From the time I was 11 and my brother left for college to the time I turned 20 and finally managed to escape, it was just me and my parents.  And for the most part the message I got from them was "Take care of yourself, don't bother us, don't expect anything from us. You don't matter."

One time, about 10 years ago, when I was in a bad place and feeling the need for family, I tried expressing this to one of my sisters.  She wrote me back that of course it hadn't been like that--that our parents loved me and would never be that way.  I still have the letter.  Thanks so much for the validation.

In family therapy, which came later, I had to listen to my mother's bile about how ungrateful, selfish, sly and manipulative I was for wanting anything from her.  Once she cornered me and told me that she knew I was saying horrible lies about her to my psychiatrist.  She said he had told her all about it and he had it all on tape.  I knew this to be untrue because at the time I had spent about 4 months sitting in his office an hour every week not saying a word.  And I think it would have violated every code of ethics for my psychiatrist to have told my mother any such thing.  I wonder why she needed to lie about this.  I don't think she was crazy.  But I honestly don't know anymore.

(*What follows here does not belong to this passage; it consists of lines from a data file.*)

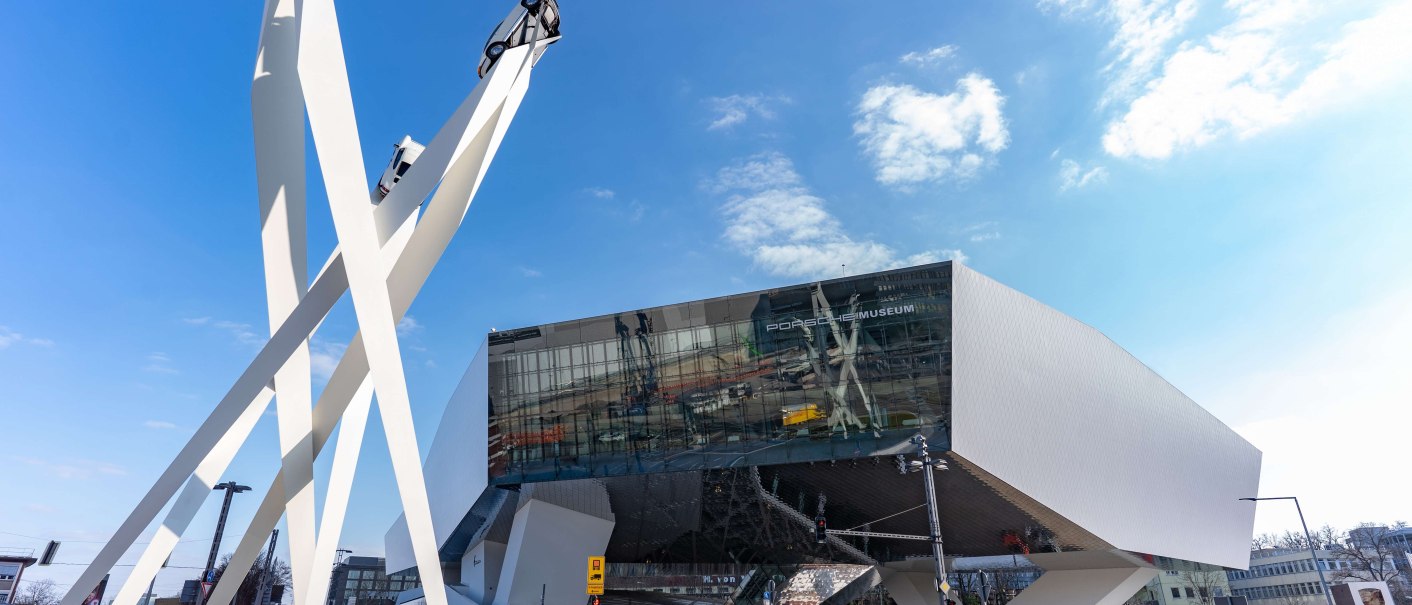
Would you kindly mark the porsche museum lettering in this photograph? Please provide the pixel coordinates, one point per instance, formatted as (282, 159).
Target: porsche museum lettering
(846, 317)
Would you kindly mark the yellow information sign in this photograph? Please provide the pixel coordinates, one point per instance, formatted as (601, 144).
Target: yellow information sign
(597, 570)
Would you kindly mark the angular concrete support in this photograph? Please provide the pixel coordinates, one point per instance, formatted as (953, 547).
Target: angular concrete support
(480, 570)
(558, 526)
(1085, 578)
(910, 587)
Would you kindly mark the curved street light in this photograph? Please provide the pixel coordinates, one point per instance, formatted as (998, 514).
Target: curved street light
(1308, 540)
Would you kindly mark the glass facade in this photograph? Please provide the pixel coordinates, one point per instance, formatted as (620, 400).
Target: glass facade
(847, 368)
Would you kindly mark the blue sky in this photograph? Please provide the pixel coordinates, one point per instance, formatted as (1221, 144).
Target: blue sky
(1219, 187)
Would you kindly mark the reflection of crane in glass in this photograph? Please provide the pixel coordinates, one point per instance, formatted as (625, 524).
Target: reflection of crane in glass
(641, 379)
(836, 380)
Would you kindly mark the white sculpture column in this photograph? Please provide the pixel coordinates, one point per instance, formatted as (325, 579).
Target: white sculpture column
(1085, 578)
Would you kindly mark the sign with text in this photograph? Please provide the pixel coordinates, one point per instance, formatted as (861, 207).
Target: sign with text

Is it so evil to want to be cared for?  To want the people around one to do what they are supposed to do?  I confessed to my husband last night that I wanted this, and then I was so ashamed.  To want others to be involved with me in a positive way seems the gravest sin.  To want to be taken care of...I can hardly even express how wrong and awful and bad that makes me in my mind.  And to think that I might actually be due anything makes me want to throw up.

Right now I am so tired.  I am tired of trying and tired of having to do everything for myself.  It seems nothing has ever come of anything I've done.  Why work hard when I never get anything I want for it?  And still, the idea that one might actually deserve recognition for hard work, let alone any kind of reward, is so alien to me that it hurts.  Always, it seems that someone or something else has the power to grant favor, and I never merit it.  Time and time again in my life this has been the case.  And I've had to swallow it.  I've tried to take responsibility and keep a positive face on things.  When I got denied admission to the Master's programme I had set my hopes on for a spurious reason because I had made some unpopular observations during my time as an undergraduate (and I can still hear the voices in my head telling me that I am making excuses for my lack of worthiness), I told myself it was probably for the best and that it was stupid to want to continue at a school where I was so at odds with the administration.  When my fellow band members failed to follow through on their obligations, I said it was wrong to have expectations of them and I needed to work with what they were willing to give.  And see, that stuff isn't necessarily untrue.  But I'm tired of making excuses, blaming myself and never getting what I want.

Over and over again in therapy--and I've been in and out of therapy for over 30 years--I have heard the old saw: "You can't change other people; you can only change yourself."  I heard this for the first time when I was 14.  And I think that telling such a thing to a child without holding her abusers responsible for their actions is criminal.

I have no power, no foundation on which to build.  I did not get what I was supposed to get, and I don't see any way of making up the lack of it.

I can't do this anymore.  The universe needs to throw me a bone.